John’s picture of Jesus is as an observant Jewish male, who went a number of times to Jerusalem for the pilgrimage feasts. In this story he was in Jerusalem for the observance of Passover, the celebration of liberation from oppression. According to John, Jesus’ anger had to do with the temple being used for commerce. (Biblical scholar Bruce Chilton explains that the high priest Caiaphas had moved the animal vendors from outside the city on the Mount of Olives up into the Court of the Gentiles, angering some Jews, Jesus included apparently, although Chilton doesn’t say what the anger was about.) [3] Whatever it was, Jesus was passionately challenging an institution of which he was a member. If we are paying attention, we will get that Jesus is challenging us.
What is his challenge? Maybe Jesus is challenging the institution that thinks it has got God (or right-relationship with others) all wrapped-up to be open to fresh revelations from the Holy One. While this is a story about a challenge to the leadership of the Temple in Jerusalem, it is most certainly not a challenge for Judaism; it’s a challenge for the Christian Church; it is our scripture, after all. Maybe Jesus is challenging us as individuals and as an institution to maintain space for outsiders and foreigners (gentiles in his case) for gathering, to create space, to make a clearing for the fresh revelation of God’s impassioned self. I hear the scripture challenging us to remember that at the core of our beings, we delight in the law of God, who has freed us and who longs for us to live as if it is true, as if we are freed to care for one another, to insist on right-relationships with one another and to dismantle systems of oppression.

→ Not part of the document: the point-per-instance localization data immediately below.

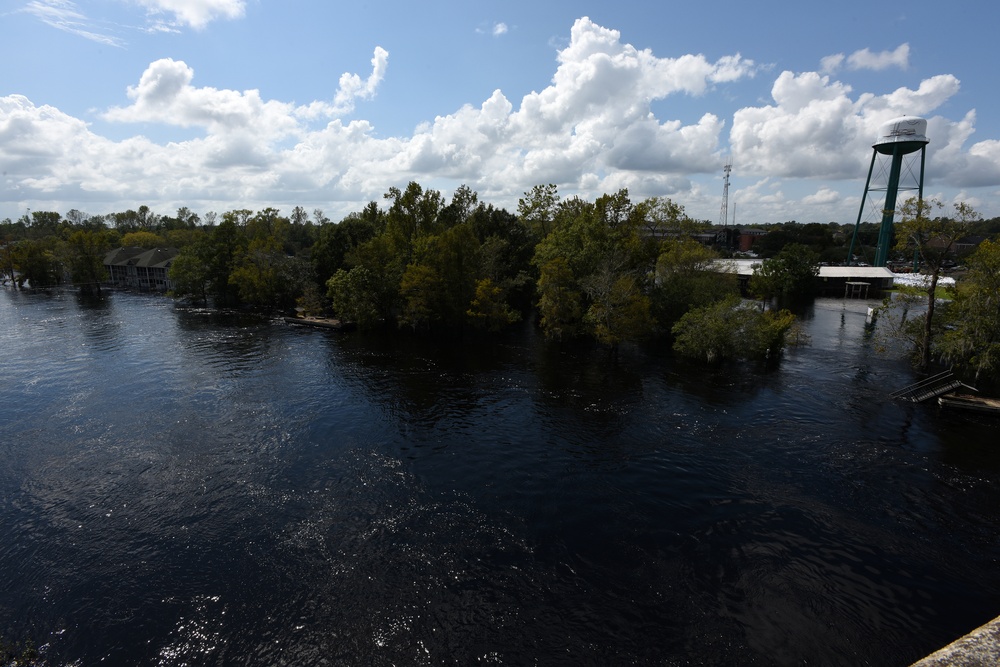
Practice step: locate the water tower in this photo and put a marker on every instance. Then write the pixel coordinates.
(896, 138)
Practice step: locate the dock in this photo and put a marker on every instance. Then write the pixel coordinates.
(318, 322)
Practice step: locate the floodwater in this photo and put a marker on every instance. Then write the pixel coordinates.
(185, 487)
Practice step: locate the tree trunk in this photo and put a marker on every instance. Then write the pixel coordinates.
(925, 344)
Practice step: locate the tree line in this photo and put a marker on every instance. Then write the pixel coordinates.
(611, 270)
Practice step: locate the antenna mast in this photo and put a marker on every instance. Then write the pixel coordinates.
(724, 213)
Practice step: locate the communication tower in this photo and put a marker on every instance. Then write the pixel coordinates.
(896, 138)
(724, 213)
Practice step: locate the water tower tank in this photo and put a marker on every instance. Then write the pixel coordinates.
(906, 134)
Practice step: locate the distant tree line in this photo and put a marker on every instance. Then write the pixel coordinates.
(611, 270)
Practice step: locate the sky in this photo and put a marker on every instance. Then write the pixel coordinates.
(217, 105)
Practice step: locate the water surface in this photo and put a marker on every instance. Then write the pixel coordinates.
(182, 486)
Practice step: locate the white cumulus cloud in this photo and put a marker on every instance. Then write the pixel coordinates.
(602, 122)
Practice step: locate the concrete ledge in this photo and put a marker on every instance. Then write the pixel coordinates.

What will happen? What will happen if we follow Jesus and claim our authority as children of the Holy One and get in touch with our own passion and joy for what is sacred in creation, incarnation, and inspiration. What will happen if we use this time of Lent to smash the idols we have bowed down to, to examine what other gods we have put in between us and the Lord of Love, the Holy One of Israel. What will happen? I can’t say how, but if we’re doing it right, the answer is more Love.